The kids in Shoshone County won’t be the only ones this summer earning $20 to get their skin pricked in the name of research.
The Panhandle Health District is inviting parents in Kootenai and Boundary counties to bring their children in to test their blood for lead, too.
The health district is testing only children between ages 6 months and 6 years who live in homes built before 1950.
It’s part of the first statewide survey of blood lead levels associated with lead-based paint.
The children in Kellogg, Pinehurst and Smelterville have had their blood tested for years, but there the health district is looking for evidence of lead poisoning from smelter fallout in the ‘70s. Those children are not included in the latest statewide survey.
The health department is offering the $20 as incentive to lure in the 100 children they need in each district for a comprehensive survey.
Lead-based paint was banned for residential use in 1978. The paint industry starting phasing out the leaded paint in the 1950s because of lead poisoning concerns.
Children are most susceptible to lead poisoning. Even small amounts of lead can cause nerve damage, hyperactivity and other problems.
“We haven’t been able to demonstrate that children are being severely affected by lead-based paint,” said Donna Julian, the state’s lead program manager. “We’ll see if we can’t make some correlation. If there is some, then that’s ammunition that we can use to make people stand up and see that we need some type of legislation.”
This year the program is funded through a $250,000 grant from the Environmental Protection Agency. In 1998, the federal government will require that companies offering lead inspection, risk assessment and abatement services be trained and certified.
If the state passes similar legislation, it still can collect federal funds for its lead program. The program is designed to raise awareness about lead poisoning, its causes and how to reduce the risk of lead poisoning.
“One of our problems is educating physicians,” Julian said. “In most of Idaho, the knowledge level is real low when it comes to lead poisoning.”
Children who have measurable levels of lead in their blood will be referred to their health care provider. The study will not include testing paint for lead, although people can get lead-testing kits at the health district. If a significant number of children do test positive for lead, Julian said the health department may follow up with a study next year to pinpoint the cause.
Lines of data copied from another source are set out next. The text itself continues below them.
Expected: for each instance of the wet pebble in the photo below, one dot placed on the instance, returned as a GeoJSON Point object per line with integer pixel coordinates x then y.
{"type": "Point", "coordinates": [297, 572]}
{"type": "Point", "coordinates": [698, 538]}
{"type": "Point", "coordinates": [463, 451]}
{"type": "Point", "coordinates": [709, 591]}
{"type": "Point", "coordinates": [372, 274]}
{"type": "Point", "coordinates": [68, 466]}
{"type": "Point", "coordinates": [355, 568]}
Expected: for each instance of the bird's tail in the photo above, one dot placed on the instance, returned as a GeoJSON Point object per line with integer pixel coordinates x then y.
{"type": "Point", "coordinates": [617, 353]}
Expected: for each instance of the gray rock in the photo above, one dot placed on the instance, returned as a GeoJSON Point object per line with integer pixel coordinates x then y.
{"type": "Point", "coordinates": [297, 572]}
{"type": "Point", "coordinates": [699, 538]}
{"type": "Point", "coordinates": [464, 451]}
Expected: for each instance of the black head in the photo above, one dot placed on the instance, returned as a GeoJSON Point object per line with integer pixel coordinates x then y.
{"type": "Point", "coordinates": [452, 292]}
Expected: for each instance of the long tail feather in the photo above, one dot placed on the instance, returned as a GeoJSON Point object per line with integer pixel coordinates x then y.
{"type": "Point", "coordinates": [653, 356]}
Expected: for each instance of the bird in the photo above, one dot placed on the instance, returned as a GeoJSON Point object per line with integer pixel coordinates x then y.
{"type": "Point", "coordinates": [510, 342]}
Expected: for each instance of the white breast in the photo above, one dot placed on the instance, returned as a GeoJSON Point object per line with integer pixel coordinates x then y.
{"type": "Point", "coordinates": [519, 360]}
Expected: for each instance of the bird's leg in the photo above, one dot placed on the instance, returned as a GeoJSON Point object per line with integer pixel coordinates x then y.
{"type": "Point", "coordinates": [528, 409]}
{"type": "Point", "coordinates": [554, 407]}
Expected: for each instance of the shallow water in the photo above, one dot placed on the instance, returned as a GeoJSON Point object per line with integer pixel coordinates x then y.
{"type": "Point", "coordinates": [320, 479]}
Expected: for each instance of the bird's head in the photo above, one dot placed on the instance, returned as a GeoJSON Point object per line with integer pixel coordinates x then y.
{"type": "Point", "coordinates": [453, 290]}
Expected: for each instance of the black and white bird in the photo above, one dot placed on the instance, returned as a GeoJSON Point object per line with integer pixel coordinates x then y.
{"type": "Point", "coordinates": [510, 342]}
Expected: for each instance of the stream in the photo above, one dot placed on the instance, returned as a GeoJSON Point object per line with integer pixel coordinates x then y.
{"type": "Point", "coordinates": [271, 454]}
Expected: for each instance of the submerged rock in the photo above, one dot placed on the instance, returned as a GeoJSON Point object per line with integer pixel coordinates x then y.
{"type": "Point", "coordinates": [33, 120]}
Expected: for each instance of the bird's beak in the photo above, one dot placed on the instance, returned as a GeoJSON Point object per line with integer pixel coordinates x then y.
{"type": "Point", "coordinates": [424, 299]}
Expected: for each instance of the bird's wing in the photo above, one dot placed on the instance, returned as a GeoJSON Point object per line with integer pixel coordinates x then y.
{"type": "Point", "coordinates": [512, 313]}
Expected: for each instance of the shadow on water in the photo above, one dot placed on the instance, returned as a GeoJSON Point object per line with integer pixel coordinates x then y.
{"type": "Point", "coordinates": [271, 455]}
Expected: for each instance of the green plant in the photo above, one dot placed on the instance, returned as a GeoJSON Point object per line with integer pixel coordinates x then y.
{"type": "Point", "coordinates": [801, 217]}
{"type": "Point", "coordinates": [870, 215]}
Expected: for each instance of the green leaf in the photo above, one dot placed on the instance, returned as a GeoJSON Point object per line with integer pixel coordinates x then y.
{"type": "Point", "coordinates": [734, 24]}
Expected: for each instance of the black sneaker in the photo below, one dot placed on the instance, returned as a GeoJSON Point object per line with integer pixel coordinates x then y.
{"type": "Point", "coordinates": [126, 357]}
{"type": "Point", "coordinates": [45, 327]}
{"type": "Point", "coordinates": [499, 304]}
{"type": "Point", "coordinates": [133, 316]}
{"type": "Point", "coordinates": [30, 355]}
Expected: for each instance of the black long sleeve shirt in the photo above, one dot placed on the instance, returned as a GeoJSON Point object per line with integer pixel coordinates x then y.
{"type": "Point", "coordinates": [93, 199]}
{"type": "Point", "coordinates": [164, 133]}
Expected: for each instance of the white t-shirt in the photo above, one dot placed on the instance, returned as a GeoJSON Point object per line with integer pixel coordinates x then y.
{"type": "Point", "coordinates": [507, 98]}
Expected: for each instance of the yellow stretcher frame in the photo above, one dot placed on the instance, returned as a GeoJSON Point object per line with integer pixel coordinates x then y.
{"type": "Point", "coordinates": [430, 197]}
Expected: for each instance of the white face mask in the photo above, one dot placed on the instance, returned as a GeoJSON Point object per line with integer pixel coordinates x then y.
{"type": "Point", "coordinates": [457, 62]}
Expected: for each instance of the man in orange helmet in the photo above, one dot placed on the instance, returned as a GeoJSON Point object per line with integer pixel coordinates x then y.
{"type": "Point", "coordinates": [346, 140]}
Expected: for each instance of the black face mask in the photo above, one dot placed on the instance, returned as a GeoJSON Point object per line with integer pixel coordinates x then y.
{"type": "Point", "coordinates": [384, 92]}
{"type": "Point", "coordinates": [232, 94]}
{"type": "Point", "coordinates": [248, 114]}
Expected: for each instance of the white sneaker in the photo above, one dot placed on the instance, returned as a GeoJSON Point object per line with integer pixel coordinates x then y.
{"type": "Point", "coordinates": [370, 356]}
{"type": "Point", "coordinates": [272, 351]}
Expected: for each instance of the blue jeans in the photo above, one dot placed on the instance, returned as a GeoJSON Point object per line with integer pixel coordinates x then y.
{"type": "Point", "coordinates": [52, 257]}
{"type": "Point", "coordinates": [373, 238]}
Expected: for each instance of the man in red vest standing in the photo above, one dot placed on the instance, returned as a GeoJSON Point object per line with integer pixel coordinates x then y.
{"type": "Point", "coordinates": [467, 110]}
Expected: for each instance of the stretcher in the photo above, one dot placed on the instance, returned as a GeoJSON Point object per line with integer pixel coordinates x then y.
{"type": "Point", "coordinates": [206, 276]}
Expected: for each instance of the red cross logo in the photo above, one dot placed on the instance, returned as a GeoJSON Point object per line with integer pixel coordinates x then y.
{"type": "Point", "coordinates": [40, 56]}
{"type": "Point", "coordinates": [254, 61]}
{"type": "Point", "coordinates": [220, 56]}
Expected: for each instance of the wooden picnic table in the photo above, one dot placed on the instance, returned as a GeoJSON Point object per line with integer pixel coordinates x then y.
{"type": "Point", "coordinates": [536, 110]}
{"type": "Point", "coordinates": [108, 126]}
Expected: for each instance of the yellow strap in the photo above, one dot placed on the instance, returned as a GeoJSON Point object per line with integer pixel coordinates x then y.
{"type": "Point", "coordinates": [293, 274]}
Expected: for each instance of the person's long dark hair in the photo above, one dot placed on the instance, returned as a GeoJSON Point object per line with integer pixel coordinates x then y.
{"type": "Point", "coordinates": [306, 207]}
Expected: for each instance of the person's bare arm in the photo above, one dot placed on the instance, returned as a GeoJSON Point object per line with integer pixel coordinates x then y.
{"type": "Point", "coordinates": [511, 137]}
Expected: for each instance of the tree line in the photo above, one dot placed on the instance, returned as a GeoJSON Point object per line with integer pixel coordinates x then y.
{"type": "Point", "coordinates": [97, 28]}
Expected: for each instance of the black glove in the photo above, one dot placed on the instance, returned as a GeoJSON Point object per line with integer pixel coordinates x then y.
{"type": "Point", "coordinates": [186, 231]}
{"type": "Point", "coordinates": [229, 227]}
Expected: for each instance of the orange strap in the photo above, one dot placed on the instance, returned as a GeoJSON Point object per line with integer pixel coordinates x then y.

In any case where a child’s blood lead level exceeds 10 micrograms per deciliter of blood, the health district is required to conduct an investigation of the cause.
The risk of lead poisoning can be lessened by eating foods rich in calcium and iron, by good hygiene and reducing contact with lead.
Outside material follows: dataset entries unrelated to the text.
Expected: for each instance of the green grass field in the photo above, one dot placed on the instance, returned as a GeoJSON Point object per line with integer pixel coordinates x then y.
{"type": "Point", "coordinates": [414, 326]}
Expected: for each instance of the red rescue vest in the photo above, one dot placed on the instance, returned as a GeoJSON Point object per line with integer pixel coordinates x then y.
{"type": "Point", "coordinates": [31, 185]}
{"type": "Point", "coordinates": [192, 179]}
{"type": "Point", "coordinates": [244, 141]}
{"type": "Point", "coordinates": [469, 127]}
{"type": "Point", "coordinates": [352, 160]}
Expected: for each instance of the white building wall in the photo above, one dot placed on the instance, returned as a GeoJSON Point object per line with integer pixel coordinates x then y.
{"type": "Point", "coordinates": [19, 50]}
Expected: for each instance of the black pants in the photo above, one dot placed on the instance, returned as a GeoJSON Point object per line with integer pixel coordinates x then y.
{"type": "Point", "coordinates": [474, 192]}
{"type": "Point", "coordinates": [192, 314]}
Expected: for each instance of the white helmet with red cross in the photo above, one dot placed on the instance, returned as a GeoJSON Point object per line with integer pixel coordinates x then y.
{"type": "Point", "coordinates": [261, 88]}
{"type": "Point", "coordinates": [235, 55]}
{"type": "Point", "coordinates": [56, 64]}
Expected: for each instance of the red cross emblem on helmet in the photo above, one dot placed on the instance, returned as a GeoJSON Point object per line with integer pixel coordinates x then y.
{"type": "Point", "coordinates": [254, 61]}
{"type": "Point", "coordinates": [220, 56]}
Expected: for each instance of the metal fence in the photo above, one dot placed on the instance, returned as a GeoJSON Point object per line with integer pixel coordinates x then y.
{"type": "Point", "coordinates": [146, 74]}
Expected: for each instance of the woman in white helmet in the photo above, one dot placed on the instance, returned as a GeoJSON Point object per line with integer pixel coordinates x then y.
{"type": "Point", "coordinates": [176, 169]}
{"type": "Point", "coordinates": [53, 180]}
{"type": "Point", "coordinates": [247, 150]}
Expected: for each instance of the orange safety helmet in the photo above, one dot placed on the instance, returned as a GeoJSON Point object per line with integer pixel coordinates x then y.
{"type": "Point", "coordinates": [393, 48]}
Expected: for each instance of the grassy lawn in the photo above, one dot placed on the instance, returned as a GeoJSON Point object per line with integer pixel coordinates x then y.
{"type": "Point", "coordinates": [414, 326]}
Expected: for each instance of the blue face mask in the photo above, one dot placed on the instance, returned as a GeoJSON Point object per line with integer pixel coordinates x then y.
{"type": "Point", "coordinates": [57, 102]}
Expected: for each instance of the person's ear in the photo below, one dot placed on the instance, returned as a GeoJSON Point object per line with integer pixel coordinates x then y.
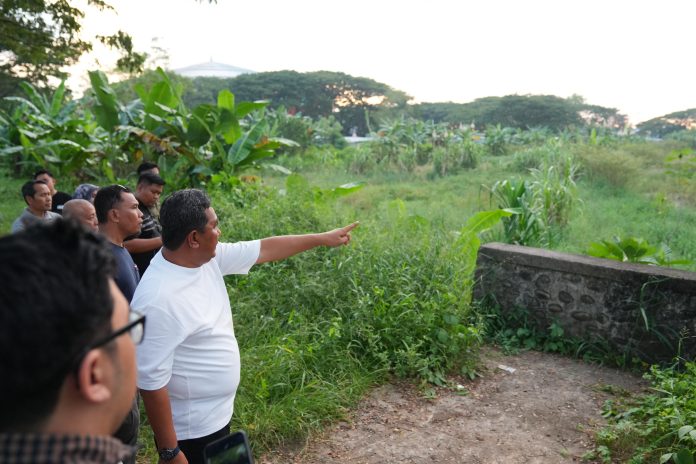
{"type": "Point", "coordinates": [113, 215]}
{"type": "Point", "coordinates": [94, 377]}
{"type": "Point", "coordinates": [192, 239]}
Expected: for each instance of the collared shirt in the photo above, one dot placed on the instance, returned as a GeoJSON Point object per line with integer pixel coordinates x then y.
{"type": "Point", "coordinates": [27, 218]}
{"type": "Point", "coordinates": [34, 448]}
{"type": "Point", "coordinates": [150, 228]}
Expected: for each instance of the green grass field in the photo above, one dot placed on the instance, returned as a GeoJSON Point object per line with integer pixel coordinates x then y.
{"type": "Point", "coordinates": [318, 330]}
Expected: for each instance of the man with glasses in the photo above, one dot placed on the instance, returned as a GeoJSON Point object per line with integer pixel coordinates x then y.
{"type": "Point", "coordinates": [67, 340]}
{"type": "Point", "coordinates": [188, 368]}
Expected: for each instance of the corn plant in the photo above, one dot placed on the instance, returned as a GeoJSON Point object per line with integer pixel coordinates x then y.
{"type": "Point", "coordinates": [634, 250]}
{"type": "Point", "coordinates": [526, 226]}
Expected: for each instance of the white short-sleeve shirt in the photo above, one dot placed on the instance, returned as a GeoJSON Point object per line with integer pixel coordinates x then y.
{"type": "Point", "coordinates": [189, 344]}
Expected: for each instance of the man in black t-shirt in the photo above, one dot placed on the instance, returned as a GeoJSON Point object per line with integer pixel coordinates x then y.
{"type": "Point", "coordinates": [58, 198]}
{"type": "Point", "coordinates": [145, 245]}
{"type": "Point", "coordinates": [119, 216]}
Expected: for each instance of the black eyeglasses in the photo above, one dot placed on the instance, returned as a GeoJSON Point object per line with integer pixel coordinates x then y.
{"type": "Point", "coordinates": [135, 328]}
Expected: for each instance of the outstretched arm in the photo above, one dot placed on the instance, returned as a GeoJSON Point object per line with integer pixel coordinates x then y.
{"type": "Point", "coordinates": [284, 246]}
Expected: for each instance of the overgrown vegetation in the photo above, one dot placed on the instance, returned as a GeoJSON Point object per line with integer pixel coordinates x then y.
{"type": "Point", "coordinates": [319, 329]}
{"type": "Point", "coordinates": [657, 427]}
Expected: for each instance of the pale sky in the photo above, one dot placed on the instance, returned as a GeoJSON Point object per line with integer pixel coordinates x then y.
{"type": "Point", "coordinates": [637, 56]}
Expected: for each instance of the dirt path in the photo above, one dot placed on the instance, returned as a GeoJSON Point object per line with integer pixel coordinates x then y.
{"type": "Point", "coordinates": [543, 412]}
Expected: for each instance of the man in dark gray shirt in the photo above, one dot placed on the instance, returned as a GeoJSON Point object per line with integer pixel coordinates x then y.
{"type": "Point", "coordinates": [37, 196]}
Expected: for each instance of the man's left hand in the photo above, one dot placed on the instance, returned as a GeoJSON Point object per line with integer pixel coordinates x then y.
{"type": "Point", "coordinates": [339, 236]}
“There are a lot of homes with lead paint still in there,” said Dave Hylsky of Panhandle Health District. “It’s not a problem when it’s intact and in shape, or if you don’t do any renovation.”
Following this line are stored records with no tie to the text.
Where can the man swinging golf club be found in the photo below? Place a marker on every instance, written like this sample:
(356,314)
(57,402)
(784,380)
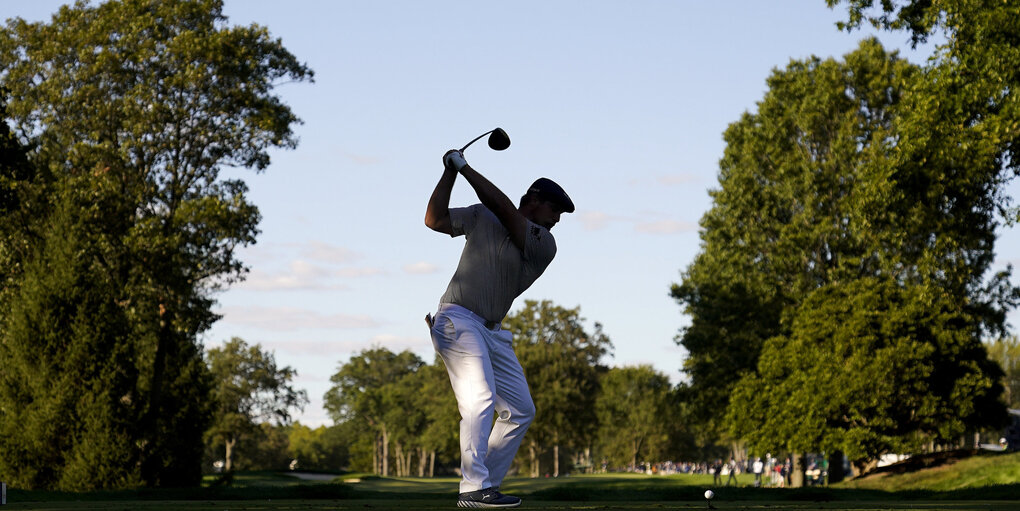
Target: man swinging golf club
(506,249)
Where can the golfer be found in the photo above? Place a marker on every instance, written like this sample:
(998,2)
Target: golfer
(506,249)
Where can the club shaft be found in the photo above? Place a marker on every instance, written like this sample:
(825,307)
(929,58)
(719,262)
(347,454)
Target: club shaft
(475,140)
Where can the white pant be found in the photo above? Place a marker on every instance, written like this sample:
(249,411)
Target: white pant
(487,379)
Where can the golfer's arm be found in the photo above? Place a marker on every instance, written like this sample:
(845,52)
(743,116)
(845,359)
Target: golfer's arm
(497,202)
(438,212)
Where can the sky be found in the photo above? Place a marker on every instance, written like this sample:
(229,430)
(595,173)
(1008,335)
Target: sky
(623,103)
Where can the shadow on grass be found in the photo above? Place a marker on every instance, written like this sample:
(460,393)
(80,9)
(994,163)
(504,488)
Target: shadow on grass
(578,489)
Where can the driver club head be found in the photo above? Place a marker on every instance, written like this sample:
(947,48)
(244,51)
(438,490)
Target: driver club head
(499,140)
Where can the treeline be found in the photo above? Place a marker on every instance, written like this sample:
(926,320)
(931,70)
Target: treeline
(843,301)
(845,287)
(404,417)
(116,230)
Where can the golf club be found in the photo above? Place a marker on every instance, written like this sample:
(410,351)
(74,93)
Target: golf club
(498,140)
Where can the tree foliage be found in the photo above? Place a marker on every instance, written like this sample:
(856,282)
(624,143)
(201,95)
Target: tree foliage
(367,390)
(829,186)
(562,363)
(634,415)
(1006,352)
(131,108)
(800,204)
(868,365)
(248,390)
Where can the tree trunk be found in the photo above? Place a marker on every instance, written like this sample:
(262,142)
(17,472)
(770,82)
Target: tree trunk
(556,460)
(532,452)
(399,458)
(376,467)
(228,456)
(797,472)
(864,466)
(386,452)
(835,473)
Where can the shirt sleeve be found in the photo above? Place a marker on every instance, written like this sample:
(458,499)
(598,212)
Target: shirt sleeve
(463,220)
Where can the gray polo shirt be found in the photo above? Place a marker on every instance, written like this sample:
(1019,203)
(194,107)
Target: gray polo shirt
(493,271)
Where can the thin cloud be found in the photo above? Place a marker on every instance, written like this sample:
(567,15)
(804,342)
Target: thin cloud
(362,159)
(595,220)
(301,275)
(671,180)
(420,268)
(676,180)
(324,252)
(665,227)
(289,318)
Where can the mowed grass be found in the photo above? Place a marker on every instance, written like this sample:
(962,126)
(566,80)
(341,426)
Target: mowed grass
(985,469)
(983,482)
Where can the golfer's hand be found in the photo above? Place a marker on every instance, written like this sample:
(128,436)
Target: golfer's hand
(454,159)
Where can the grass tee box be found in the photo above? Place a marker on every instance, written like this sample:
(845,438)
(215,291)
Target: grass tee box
(981,482)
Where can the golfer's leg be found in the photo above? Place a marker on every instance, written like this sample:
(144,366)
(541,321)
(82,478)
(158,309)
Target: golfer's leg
(514,407)
(464,353)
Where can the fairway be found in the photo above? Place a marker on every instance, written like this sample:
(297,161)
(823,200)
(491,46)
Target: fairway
(279,491)
(390,505)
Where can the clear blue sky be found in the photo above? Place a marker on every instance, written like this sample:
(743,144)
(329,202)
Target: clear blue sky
(621,102)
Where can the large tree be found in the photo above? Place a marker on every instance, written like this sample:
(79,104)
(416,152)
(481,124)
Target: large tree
(143,101)
(562,362)
(634,414)
(868,365)
(829,185)
(249,389)
(363,392)
(801,202)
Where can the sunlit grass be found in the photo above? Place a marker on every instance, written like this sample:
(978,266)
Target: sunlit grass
(983,470)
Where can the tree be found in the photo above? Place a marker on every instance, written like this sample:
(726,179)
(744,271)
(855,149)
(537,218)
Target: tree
(803,200)
(152,99)
(562,364)
(360,392)
(248,390)
(633,410)
(319,449)
(1006,352)
(829,186)
(867,366)
(440,436)
(67,382)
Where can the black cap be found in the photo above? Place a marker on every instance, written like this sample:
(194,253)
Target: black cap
(548,190)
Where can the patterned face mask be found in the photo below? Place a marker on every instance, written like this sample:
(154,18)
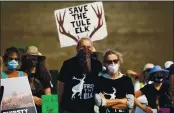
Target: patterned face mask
(84,57)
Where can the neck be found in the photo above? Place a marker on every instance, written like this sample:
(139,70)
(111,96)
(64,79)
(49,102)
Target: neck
(114,75)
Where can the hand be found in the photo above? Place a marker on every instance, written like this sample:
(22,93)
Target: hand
(37,100)
(147,109)
(130,72)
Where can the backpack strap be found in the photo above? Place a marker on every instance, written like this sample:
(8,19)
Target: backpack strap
(3,75)
(20,74)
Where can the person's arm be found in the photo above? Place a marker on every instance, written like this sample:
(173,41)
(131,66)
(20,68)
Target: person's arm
(144,108)
(102,101)
(119,106)
(112,102)
(138,94)
(61,80)
(171,79)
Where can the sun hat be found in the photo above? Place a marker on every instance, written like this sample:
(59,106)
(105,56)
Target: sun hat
(158,69)
(148,66)
(167,64)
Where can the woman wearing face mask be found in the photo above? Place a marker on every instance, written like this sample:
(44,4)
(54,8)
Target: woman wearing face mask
(11,62)
(114,91)
(156,92)
(39,78)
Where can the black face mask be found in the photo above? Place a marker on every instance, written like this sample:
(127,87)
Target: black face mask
(158,77)
(84,58)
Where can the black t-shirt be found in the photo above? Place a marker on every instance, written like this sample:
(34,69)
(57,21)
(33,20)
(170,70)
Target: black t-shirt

Children and animals sometimes like to chew on objects painted with leaded paint because it tastes sweet, Julian said.
The state’s increased interest in raising awareness of lead poisoning also was prompted by a new law that requires disclosure of the possibility of lead-based paint in homes built prior to 1978. Sellers are not required to test for leaded paint, only to notify buyers that the possibility exists that the home contains the toxic paint.
Families interested in participating in the state study can contact health district offices in Coeur d’Alene and Bonners Ferry to make an appointment. The tests will be conducted on July 11 in Coeur d’Alene and July 15 in Bonners Ferry.